A worldview is the set of assumptions through which we interpret reality — who are we, what's wrong with the world, what's the solution, and what does a good life look like? The Christian worldview has specific answers: we are made in God's image; creation is good but fallen; Jesus is the solution; the good life is one of love, justice, and worship. Teaching SRE means exposing students to these answers — not forcing them to adopt them.
What We Mean by 'Christian Worldview'
Invitation, Not Coercion
SRE is not evangelism in the pejorative sense. Students are attending on the basis of parental consent, but they bring their own questions, doubts, and emerging convictions. The goal is to present the Christian faith clearly, compellingly, and honestly — inviting students into a story that makes sense of the world — not to produce a set of correct religious responses on demand. When students feel invited rather than pushed, genuine formation happens.
Use Questions as Your Primary Teaching Tool
'What do you think makes a person valuable?' is a better opener than 'The Bible says every person is made in God's image and is therefore valuable.' The question creates space for students to arrive at the Christian insight themselves — or to surface a competing view that you can then engage honestly. Inquiry-based teaching in SRE is not a compromise of content; it's a better way of reaching it.
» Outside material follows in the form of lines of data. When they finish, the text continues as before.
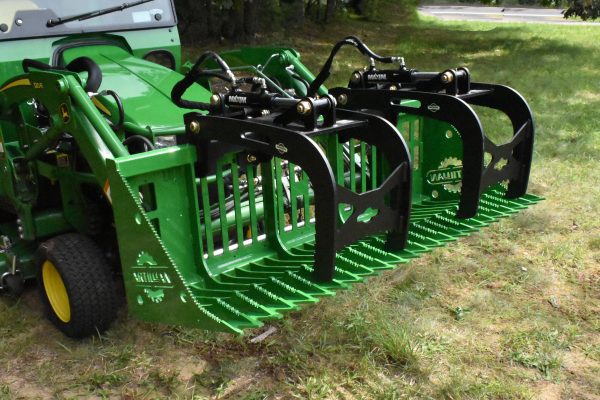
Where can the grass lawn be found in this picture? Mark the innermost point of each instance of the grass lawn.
(510, 312)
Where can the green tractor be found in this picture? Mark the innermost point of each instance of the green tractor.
(221, 193)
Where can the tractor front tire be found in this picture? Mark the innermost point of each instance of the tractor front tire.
(76, 285)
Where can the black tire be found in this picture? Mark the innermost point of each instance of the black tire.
(87, 279)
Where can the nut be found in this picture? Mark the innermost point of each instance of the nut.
(195, 126)
(304, 107)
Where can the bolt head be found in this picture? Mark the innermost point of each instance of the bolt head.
(195, 126)
(215, 100)
(304, 107)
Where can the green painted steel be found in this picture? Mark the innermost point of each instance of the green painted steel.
(214, 253)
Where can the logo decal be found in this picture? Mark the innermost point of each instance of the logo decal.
(448, 174)
(433, 107)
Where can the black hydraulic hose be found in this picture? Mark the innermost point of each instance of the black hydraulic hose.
(326, 69)
(192, 76)
(114, 95)
(147, 143)
(86, 64)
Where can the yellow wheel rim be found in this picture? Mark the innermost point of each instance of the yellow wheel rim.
(56, 291)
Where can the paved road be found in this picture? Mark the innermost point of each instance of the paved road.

Model Honest, Doubting, Living Faith
Nothing is more disarming than a teacher who says, 'I've struggled with this question too, and here's where I've landed.' Certainty that never acknowledges complexity reads as naive or dishonest to reflective students. Faith that holds hard questions with intellectual seriousness while remaining personally committed is the most compelling advertisement for Christianity that any SRE lesson can offer.